Exact numbers of rape and sexual assaults are notoriously difficult to assert due to frequent fear for victims to report it. Yet, approximately 15 million adolescent girls (aged 15 to 19) worldwide have experienced forced sex at some point in their life. Furthermore, three billion women and girls live in countries where rape within marriage is not explicitly criminalised.

One of the key challenges in the prevention and eradication of rape and sexual harassment is the issue of consent and the current lack of understanding that only yes means yes. Equally important is that the consent is offered with free will, without being induced by fraud, coercion, violence or threat of violence, and in the person’s full capacity – which is not the case, for instance, when someone is drunk.

Sexual violence and rape have also been used against women and girls as a deliberate tool in conflicts, such as the war in Bosnia and Herzegovina and Rwanda.

In Myanmar, where more than half a million Rohingya have fled the country, rape and other forms of sexual violence have been used as part of the efforts to displace populations.

In Syria, sexual violence has been used to extract information from women, and to coerce surrender from male relatives.

As in previous years, iconic buildings and monuments will be lit in orange to call for a violence-free future, including the Magistrate Court of Zimbabwe, the Bibliotheca Alexandrina in Egypt, the Parliament House of Pakistan. The Manneken Pis in Brussels, Belgium, will be dressed in orange.
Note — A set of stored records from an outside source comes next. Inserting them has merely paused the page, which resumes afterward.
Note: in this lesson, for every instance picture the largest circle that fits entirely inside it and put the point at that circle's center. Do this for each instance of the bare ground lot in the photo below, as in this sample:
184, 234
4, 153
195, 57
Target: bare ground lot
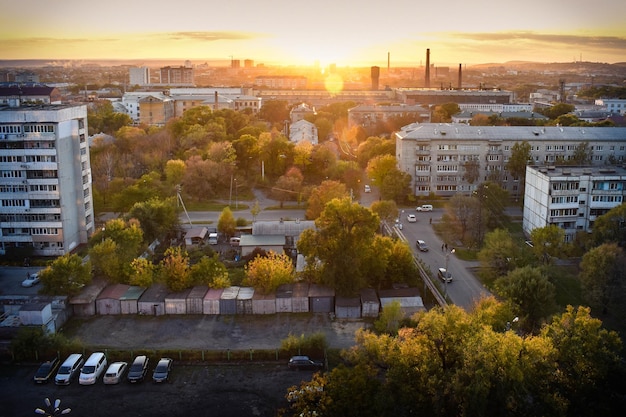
233, 389
209, 332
This year’s commemoration comes on the heels of the first-ever grantee Convention of the UN Trust Fund, which took place in Sarajevo, Bosnia and Herzegovina, from 4-7 November 2019. At the high-level meeting, 150 participants from civil society organizations, government partners and the private sector, implementing around 100 projects around the world, came together to reflect and strategize on how to move the needle on ending violence against women, using their continuous work and experience as the foundation.

Around the world, dozens of events will also help shine a light on the need to step up efforts to end gender-based violence. For instance, murals will be painted on the streets illustrating empowered women and depicting positive gender relations in Malawi; classes on personal safety to interrupt and de-escalate violence using different tools including Aikido martial art will be organized with students of universities and high-schools in Albania; an exhibition of films created by Latin American women followed by live debates will take place in Honduras; a lightning installation featuring twelve artists will be conducted at the Seğmenler Park in Ankara (Turkey) to ‘light the dark’, and hundreds of trees will be planted in Cambodia.

Christian Aid Scotland has taken part in this global campaign since 2016, using social media to share pledges from faith leaders and activists committing themselves to work together to #endGBV.